On Nov. 2, the IRS announced a new program, the Taxpayer Relief Initiative, to help taxpayers who are unable to pay their taxes because of the pandemic (IR-2020-248). Taxpayers who owe taxes and could not pay have always had options such as installment agreements and offers in compromise, but now they have more options.
The highlights of the Taxpayer Relief Initiative, according to the IRS, are:
- Taxpayers who qualify for a short-term payment plan option may now have up to 180 days to resolve their tax liabilities instead of the usual 120 days.
- The IRS says it will offer more flexibility for taxpayers who are temporarily unable to meet the payment terms of an accepted offer in compromise.
- The IRS will automatically add certain new tax balances to existing installment agreements for individuals and for business taxpayers who have gone out of business.
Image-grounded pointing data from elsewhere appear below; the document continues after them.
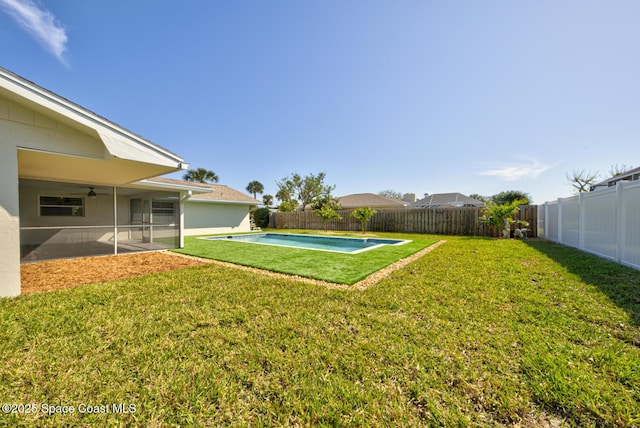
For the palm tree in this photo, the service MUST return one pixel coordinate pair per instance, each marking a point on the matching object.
(200, 175)
(255, 187)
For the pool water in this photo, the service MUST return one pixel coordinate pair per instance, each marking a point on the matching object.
(311, 242)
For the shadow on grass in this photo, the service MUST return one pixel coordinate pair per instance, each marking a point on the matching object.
(620, 283)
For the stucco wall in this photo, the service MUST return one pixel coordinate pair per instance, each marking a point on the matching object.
(9, 220)
(202, 218)
(98, 212)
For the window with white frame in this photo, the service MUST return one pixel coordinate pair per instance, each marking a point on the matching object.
(61, 206)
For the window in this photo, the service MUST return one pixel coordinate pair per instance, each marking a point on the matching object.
(163, 208)
(61, 206)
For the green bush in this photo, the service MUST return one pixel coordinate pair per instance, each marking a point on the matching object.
(261, 217)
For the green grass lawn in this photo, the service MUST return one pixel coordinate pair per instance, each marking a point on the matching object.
(322, 265)
(479, 332)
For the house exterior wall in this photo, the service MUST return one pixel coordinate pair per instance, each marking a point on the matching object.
(98, 212)
(9, 220)
(203, 218)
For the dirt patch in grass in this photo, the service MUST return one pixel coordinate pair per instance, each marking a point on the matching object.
(59, 274)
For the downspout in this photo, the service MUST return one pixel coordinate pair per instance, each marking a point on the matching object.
(115, 221)
(183, 198)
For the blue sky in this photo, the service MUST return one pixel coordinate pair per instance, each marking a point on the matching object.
(414, 96)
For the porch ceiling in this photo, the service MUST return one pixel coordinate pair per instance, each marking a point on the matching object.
(74, 169)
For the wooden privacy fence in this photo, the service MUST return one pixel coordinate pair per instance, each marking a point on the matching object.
(443, 221)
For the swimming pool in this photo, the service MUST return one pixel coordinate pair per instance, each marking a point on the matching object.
(313, 242)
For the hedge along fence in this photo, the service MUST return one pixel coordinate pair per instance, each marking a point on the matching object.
(442, 221)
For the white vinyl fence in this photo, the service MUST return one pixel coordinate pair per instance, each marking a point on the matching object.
(604, 222)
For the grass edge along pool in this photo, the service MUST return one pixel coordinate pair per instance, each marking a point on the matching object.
(312, 242)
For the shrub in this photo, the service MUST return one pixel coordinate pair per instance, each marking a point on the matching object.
(261, 217)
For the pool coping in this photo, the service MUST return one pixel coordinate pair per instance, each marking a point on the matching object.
(361, 285)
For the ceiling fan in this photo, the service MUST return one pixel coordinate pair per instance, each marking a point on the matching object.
(92, 193)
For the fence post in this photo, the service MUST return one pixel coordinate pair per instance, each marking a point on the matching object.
(560, 220)
(581, 221)
(620, 221)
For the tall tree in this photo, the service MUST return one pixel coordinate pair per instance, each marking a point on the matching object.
(255, 187)
(363, 215)
(302, 190)
(200, 175)
(509, 196)
(582, 180)
(326, 213)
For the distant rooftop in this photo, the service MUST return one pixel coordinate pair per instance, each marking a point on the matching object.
(631, 175)
(447, 200)
(358, 200)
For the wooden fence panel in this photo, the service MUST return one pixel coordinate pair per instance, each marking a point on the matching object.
(441, 221)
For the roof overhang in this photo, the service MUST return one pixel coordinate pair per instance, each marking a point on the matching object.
(222, 202)
(156, 185)
(126, 156)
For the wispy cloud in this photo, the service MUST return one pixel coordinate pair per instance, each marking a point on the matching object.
(39, 23)
(516, 172)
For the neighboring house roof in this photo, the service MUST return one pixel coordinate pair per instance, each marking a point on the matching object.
(214, 192)
(372, 200)
(447, 200)
(631, 175)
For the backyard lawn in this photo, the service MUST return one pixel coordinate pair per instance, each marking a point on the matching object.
(479, 332)
(321, 265)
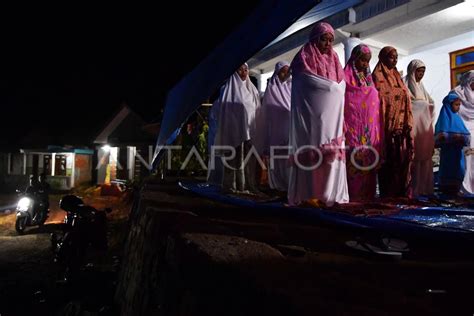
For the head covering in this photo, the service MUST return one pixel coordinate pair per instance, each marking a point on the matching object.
(278, 66)
(238, 103)
(448, 121)
(465, 93)
(320, 29)
(417, 89)
(356, 78)
(385, 52)
(310, 60)
(396, 105)
(391, 75)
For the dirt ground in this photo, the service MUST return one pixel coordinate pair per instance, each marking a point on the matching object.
(30, 282)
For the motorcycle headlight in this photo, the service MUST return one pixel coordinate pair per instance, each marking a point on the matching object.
(24, 204)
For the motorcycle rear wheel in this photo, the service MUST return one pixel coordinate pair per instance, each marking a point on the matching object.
(20, 224)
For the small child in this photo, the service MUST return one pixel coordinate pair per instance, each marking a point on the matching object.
(451, 135)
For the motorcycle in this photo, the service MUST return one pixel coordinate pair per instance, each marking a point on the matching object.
(84, 227)
(31, 210)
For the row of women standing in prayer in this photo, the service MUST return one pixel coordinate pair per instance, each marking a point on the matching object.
(385, 122)
(387, 126)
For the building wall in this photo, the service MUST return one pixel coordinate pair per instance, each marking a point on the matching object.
(83, 169)
(437, 79)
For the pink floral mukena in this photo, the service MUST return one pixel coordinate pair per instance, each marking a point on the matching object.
(362, 127)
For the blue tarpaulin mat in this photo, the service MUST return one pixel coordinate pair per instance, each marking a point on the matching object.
(431, 220)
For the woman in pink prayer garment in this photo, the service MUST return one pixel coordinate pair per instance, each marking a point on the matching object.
(317, 157)
(362, 125)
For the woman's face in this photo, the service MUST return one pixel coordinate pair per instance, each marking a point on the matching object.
(392, 58)
(325, 43)
(362, 63)
(456, 105)
(419, 73)
(283, 73)
(243, 72)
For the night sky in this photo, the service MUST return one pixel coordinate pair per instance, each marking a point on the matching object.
(69, 69)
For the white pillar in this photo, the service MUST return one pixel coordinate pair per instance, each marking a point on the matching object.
(24, 163)
(73, 171)
(53, 163)
(349, 43)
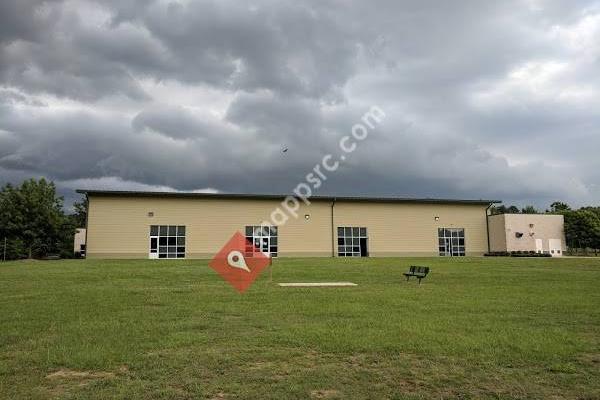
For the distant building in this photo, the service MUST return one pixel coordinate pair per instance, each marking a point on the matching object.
(542, 233)
(79, 242)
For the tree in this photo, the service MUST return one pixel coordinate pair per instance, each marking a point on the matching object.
(559, 207)
(79, 217)
(32, 220)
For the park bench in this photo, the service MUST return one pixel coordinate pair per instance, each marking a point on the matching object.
(417, 271)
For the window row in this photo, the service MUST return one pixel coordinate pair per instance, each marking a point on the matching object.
(352, 241)
(167, 241)
(451, 242)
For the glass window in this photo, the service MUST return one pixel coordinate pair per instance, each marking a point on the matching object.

This will occur instead of having taxpayers default on their agreements.
- Certain qualified individual taxpayers who owe less than $250,000 may set up installment agreements without providing a financial statement or substantiation if their monthly payment proposal is sufficient.
- Some individual taxpayers who owe only 2019 taxes and owe less than $250,000 may qualify to set up an installment agreement without having a Notice of Federal Tax Lien filed by the IRS.
- Qualified taxpayers with existing direct debit installment agreements may now be able to use the online payment agreement system to propose lower monthly payment amounts and change their payment due dates.
- A taxpayer who cannot pay can contact the IRS to request a temporary halt in collection efforts, which the IRS will grant if the taxpayer is currently unable to pay.
Reasonable cause and first-time abatement
The IRS initiative is also highlighting reasonable-cause relief from penalties for taxpayers with failure-to-file, failure-to-pay, and failure-to-deposit penalties. First-time abatement penalty relief is also available to taxpayers the first time they are subject to the penalty.